La grande majorité de ces élèves ne parlent pas le français ou très peu. Comment la barrière de la langue est-elle gérée ? Quels dispositifs spécifiques ont été mobilisés (associations, UPE2A, PRE…) ?
Les réponses sont très fortement liées à la présence ou non de classes UPE2A (Unités pédagogiques pour élèves allophones arrivants) et d’enseignants mis à disposition par l’Éducation nationale localement pour soutenir l’intégration de l’enfant. Mais il est aussi à noter que la plupart des communes, en étroite collaboration avec les IEN et directions d’école, prennent en compte la proximité de l’école avec le logement de la famille plutôt que les dispositifs internes à l’école. Une des difficultés est également liée au manque de places disponibles dans les UPE2A. Les CASNAV (Centres académiques pour la scolarisation des enfants allophones nouvellement arrivés et des enfants issus de familles itinérantes et de voyageurs) évaluent également ces besoins d’accompagnement. Les dispositifs comme OEPRE (Ouvrir l’école aux parents pour la réussite des enfants) sont fortement sollicités là où ils existent. À ce stade, les PRE (Programmes de réussite éducative), concentrés sur les quartiers politiques de la ville, ne sont pas identifiés comme ressources spécifiquement.

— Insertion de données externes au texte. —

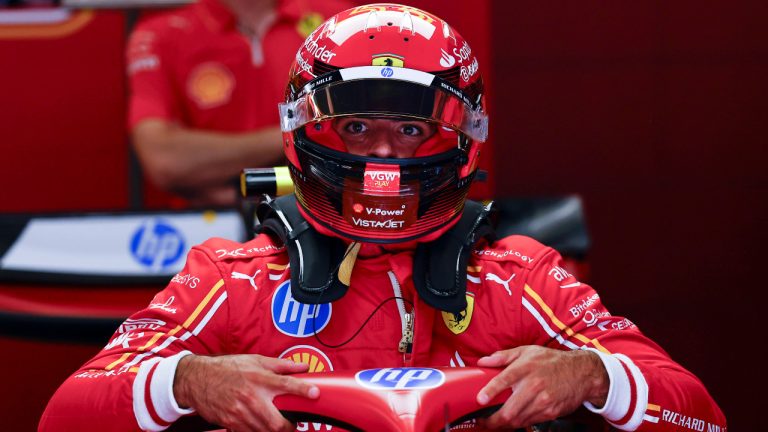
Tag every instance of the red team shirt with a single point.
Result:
(195, 66)
(235, 298)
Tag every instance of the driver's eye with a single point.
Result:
(411, 130)
(356, 127)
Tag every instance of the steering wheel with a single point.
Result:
(406, 399)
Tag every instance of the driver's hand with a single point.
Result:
(236, 391)
(546, 384)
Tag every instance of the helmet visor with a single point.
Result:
(384, 91)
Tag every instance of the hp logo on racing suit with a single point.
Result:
(157, 245)
(400, 378)
(297, 319)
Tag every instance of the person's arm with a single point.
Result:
(583, 354)
(147, 376)
(200, 165)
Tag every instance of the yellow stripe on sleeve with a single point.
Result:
(569, 331)
(186, 325)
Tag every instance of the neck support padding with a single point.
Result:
(315, 258)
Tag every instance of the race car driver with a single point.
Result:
(378, 260)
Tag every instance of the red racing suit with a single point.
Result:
(235, 298)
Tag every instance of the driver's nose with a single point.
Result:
(381, 145)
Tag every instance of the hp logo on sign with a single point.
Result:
(297, 319)
(400, 378)
(157, 245)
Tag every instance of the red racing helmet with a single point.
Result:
(383, 61)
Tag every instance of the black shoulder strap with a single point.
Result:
(314, 258)
(440, 267)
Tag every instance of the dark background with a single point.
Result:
(654, 112)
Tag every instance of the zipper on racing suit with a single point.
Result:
(406, 320)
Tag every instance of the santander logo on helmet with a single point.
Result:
(374, 61)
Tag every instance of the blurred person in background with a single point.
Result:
(204, 81)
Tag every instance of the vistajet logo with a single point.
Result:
(386, 224)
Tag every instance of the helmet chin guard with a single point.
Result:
(378, 200)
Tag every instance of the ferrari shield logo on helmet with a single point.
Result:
(387, 59)
(458, 323)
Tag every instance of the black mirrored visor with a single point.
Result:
(437, 102)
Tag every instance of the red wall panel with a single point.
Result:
(62, 137)
(654, 112)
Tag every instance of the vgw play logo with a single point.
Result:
(157, 245)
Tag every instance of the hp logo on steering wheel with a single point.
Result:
(400, 378)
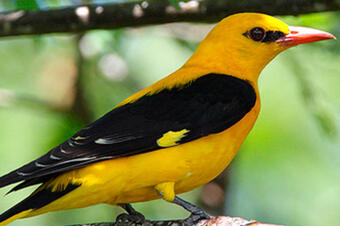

Existe-t-il des outils et ressources pour accompagner la scolarisation de ces enfants en situation de grande précarité ?
Lorsque la DIHAL et l’ANDEV ont ensemble initié un travail partenarial réunissant représentants de collectivités, d’associations d’élus et de l’UNICEF pour coproduire le livret Atout’scol, nous n’avions pas imaginé que nombre d’enfants réfugiés seraient accueillis en urgence dans les mois qui suivraient. Pragmatique et accessible, cet outil peut accompagner les organisations pour accueillir dans les meilleures conditions possibles ces enfants qui ne demandent qu’à poursuivre leur scolarité, comme tous les enfants. Alors n’hésitez pas à le télécharger, à vous en saisir, à le diffuser autour de vous.
Beaucoup parmi ces élèves sont traumatisés par le drame qu’ils ont traversé. Un suivi psychologique est-il mis en place pour les accompagner ?
Toujours en relation avec l’urgence et la soudaineté de l’arrivée des enfants ukrainiens réfugiés en France, peu de collectivités ont pu mobiliser des cellules psychologiques. Pour autant, les psychologues scolaires, les psychologues volontaires, les associations comme la Croix-Rouge, les CADA et autres partenaires locaux, se mettent à la disposition des familles et des équipes éducatives. Il s’agit en effet de prendre en charge la parole des enfants et de leurs familles qui aspirent à rentrer en Ukraine pour retrouver une « normalité » ou qui redoutent ce retour et ses conséquences.